The Institute in 2021 launched the Future of Illinois Project, which will convene demographers, historians, political scientists, social activists, futurists, and business leaders to peer out over the horizon and assess the fundamental challenges facing Illinois.

=== Paul Simon-Jim Edgar Prairie State Statesmanship Award ===
On Nov. 16, 2020, former Illinois Gov. Jim Edgar and the Paul Simon Public Policy Institute announced a new annual award that celebrates exceptional leadership in Illinois. The award recognizes leaders who display vision, courage, compassion, civility, effectiveness and bipartisanship in their work. The award will be announced at the August meeting of the Edgar Fellows Program.
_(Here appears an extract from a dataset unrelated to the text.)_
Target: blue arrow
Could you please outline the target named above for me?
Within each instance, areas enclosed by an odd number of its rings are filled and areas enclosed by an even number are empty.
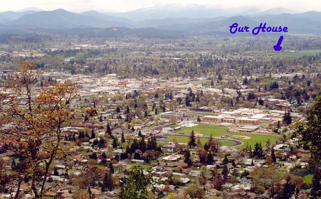
[[[277,41],[276,45],[274,45],[273,46],[273,48],[274,49],[274,51],[280,51],[282,49],[281,44],[282,44],[282,41],[283,41],[283,36],[280,36],[280,38],[279,38],[279,41]]]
The inaugural award in 2021 recognized 11 Republican members of the Illinois General Assembly who supported a critical budget package in July 2017 to end the Illinois budget impasse. The GOP lawmakers joined with Democrats to override then-Governor Bruce Rauner's veto of a budget compromise. This vote ended the two-year fiscal stalemate that tarnished Illinois' reputation, damaged schools, battered the state's credit rating, and led to about $15 billion in unpaid bills. The budget that emerged allowed Illinois to avoid further downgrading of its debt and ensured that state government would resume regular operations.

=== Simon Review ===
The Simon Review is a series of research papers that explore public policy issues, especially in Illinois. In 2021, Steve Brown, press secretary for longtime Illinois House Speaker Michael Madigan, wrote an exit essay detailing his time working in legislative communications in the statehouse. Professors John Jackson and John Foster also updated their research on the Illinois public budgeting process, finding that despite political messaging, downstate Illinois receives more from public coffers than it contributes in tax dollars.

==History==
Paul Simon lived for many years in the small town of Makanda, south of Carbondale, where he was a professor and director of the SIU Public Policy Institute. There, he worked to foster the Institute into becoming a thinktank that could advance the lives of all people. Activities included going to Liberia and Croatia to monitor their elections, bringing major speakers to campus, denouncing the death penalty, trying to end the United States embargo against Cuba, fostering political courage among his students, and promoting amendments to the Constitution to end the Electoral College and to limit the president to a single six-year term of office. Concerning the Electoral College during the controversial Election 2000 fiasco, Simon said, "I think if somebody gets the majority vote, they should be president. But, I don't think the system is going to be changed."

Simon believed modern presidents practice "followship" rather than leadership: "We have been more and more leaning on polls to decide what we're going to do, and you don't get leadership from polls... and not just at the presidential level. It's happening with senators, House members and even state legislators sometimes [when they] conduct polls to find out where people stand on something."